Between the inaccuracy of our verbal reports and the superiority of mindless machines, it is time to leave behind our comfortable notion of “explanation” as high-level description. Once we accept that unconscious processes dominate much of our familiar life, there are great advantages to speaking in the language of algorithms.
“Black” and Glass Boxes
Unlike a person, an AI algorithm cannot lie or misinterpret its subjective experience; if we ask the right question, we will learn the truth about how it reached a decision. Rather than a forced translation, these mathematical descriptions are where to look when a self-driving car misses a stop sign or an AI doctor insists on errant surgery.
Some have argued that these misfires will happen because machine learning algorithms, which recognize patterns in larger data sets than a single human can process, inevitably learn unconscious human biases too. This fear has led to frequent claims that machine-learning-based AIs are “black boxes,” which we cannot trust to make decisions unless they provide simple reasons for us to accept or reject.

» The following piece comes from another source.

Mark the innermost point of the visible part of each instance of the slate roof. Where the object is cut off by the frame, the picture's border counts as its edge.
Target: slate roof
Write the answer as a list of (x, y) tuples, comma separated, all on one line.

Part of this caution in speaking about AI comes from a good moral intuition: We should not let an AI drive unless we know it will make the decisions we want it to make. But these claims are misleading: AIs are only called “black boxes” because they do not emit language-level explanations of their choices. This is the same mistake we make so often with human behavior, thinking that what sounds simplest—an English sentence—bears any relation to the causal processes occurring in the brain or the machine. In fact, in their natural mathematical description, AIs are entirely transparent. We can assess every computation they perform.
So instead of demanding explanations as a traffic cop would, we must frame our questions concretely and quantitatively. How do we want the AIs to behave, and what algorithms can produce that pattern of behavior? For machine-learning algorithms, we must further decide which data to use for training, as biases in the data will produce biases in behavior. Thus, as with biological brains, explaining AI behavior will force us to confront issues of both hardwired “nature” and experiential “nurture.” Fortunately, if we take the same attitude toward AI as we should toward the brain, the truth is waiting for us.
Language in Numbers
Studies of biological and artificial intelligence should therefore shake off the restrictions of language-level explanations. This does not, however, discount high-level human reasoning: it is responsible for our understanding of the world and all the benefits of science, technology, and government.
Furthermore, we need to communicate with each other about why certain approaches work and how they can be extended, even if the explanation for what a particular brain region or computation does cannot be converted to a textbook sentence. The sort of understanding within reach is that of pattern recognition, quick decision-making, and other tasks we perform so automatically that algorithms describe them more accurately than words. Explanations of high-level cognition are far more distant.
This is why we must be honest and precise in our language, and not fool ourselves into believing that current AIs even could tell us “how they decided” in English. Such an explanation would be just as misleading as my excuse to the traffic cop.
Free from this tangle of words and misconceptions, we can accept that AIs yield the real explanations for their behavior much more readily than we do: our brain is the true black box. Reflecting our inner machine, unconscious algorithms offer the keys to this darkest chamber.